Americans now spend almost 3 full days stuck in traffic each year, per a new report
The time we spend on congested roads is rising — but it’s not just rush hour workers causing the holdup.
If you’re reading this at your desk, having just endured another white-knuckled, mood-ruining commute that you swear never used to be this bad, you’re not alone: Americans sat in traffic for a whopping 63 hours on average last year, a new report found.
You are traffic
That’s the highest level that the Texas A&M Transportation Institute, which published its 2025 Urban Mobility Report last week, has recorded since it started tracking the data in 1982. Of course, measurements vary quite widely across the 494 areas that make up the Institute’s top-line figure, though that won’t make the idea of spending almost three days stuck in traffic any easier to digest for millions of Americans.
Though the pandemic curbed congestion on US roads, as car journeys took a backseat in a locked-down world and nature finally started to heal, America’s roads have wound up more blocked than ever — delays are up nine hours on average from the 2019 level.
Interestingly, the Texas A&M Transportation Institute actually lays a lot of the blame for the surging stats on the way that our driving habits have changed postpandemic, with midday, midweek, and weekend slowdowns all now accounting for a higher share of total delays, rather than typical commuting hours.
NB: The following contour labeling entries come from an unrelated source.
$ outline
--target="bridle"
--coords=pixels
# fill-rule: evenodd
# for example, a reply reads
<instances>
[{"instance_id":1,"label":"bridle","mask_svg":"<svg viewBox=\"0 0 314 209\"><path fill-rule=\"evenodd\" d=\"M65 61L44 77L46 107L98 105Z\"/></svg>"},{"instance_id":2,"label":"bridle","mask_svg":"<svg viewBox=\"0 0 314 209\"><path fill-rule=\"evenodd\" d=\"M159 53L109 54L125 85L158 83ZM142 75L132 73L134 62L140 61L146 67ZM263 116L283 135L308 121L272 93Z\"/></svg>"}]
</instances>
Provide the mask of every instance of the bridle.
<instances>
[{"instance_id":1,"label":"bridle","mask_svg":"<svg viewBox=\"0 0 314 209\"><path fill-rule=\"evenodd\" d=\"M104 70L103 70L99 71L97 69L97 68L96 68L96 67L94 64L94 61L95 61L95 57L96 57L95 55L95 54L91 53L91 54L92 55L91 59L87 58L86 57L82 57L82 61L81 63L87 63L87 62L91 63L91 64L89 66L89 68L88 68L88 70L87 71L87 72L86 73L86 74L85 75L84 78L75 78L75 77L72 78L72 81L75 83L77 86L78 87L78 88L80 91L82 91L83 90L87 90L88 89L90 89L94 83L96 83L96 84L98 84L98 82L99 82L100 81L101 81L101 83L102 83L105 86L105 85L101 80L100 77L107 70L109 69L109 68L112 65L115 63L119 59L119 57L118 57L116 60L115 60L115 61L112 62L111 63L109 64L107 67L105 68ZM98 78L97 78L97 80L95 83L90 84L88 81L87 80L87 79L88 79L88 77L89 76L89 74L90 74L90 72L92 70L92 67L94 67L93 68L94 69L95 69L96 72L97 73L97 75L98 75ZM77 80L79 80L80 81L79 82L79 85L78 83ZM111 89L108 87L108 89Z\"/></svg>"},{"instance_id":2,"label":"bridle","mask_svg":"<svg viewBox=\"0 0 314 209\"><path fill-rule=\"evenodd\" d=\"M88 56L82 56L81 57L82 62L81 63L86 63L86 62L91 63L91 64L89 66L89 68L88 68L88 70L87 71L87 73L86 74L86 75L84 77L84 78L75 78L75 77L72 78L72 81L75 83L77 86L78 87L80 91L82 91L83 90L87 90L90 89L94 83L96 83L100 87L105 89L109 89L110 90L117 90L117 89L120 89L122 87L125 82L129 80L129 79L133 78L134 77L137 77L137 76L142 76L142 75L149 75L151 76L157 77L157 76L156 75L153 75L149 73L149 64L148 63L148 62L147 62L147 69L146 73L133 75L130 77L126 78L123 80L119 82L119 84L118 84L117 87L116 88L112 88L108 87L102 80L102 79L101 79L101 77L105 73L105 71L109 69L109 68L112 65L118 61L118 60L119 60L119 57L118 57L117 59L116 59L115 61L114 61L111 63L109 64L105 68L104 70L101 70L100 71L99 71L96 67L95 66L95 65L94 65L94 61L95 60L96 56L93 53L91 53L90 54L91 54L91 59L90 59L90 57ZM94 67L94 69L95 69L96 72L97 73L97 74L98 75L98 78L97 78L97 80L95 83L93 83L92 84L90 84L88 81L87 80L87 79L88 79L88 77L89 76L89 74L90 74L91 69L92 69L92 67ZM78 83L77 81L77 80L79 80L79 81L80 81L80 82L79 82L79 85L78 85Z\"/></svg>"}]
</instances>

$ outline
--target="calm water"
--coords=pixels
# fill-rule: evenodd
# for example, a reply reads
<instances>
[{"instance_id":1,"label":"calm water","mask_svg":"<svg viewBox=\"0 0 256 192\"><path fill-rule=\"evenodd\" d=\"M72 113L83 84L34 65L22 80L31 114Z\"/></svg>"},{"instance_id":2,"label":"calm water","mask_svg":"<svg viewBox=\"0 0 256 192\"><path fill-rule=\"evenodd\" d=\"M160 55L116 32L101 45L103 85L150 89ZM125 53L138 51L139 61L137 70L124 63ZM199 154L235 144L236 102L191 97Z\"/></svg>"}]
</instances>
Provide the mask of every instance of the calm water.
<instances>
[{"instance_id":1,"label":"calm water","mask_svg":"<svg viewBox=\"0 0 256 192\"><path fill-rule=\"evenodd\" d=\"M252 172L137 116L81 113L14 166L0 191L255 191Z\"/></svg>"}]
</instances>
According to the report, drivers in very large urban areas (populations over 3 million) spent some 93 hours in traffic last year, with the Los Angeles-Long Beach-Anaheim and San Francisco-Oakland areas in California, perhaps unsurprisingly, topping the congestion charts in 2024.
The Institute’s area-based analysis, for what it’s worth, differs from the INRIX Global Traffic Scorecard, which put New York City as America’s most congested city in June — second globally to Istanbul.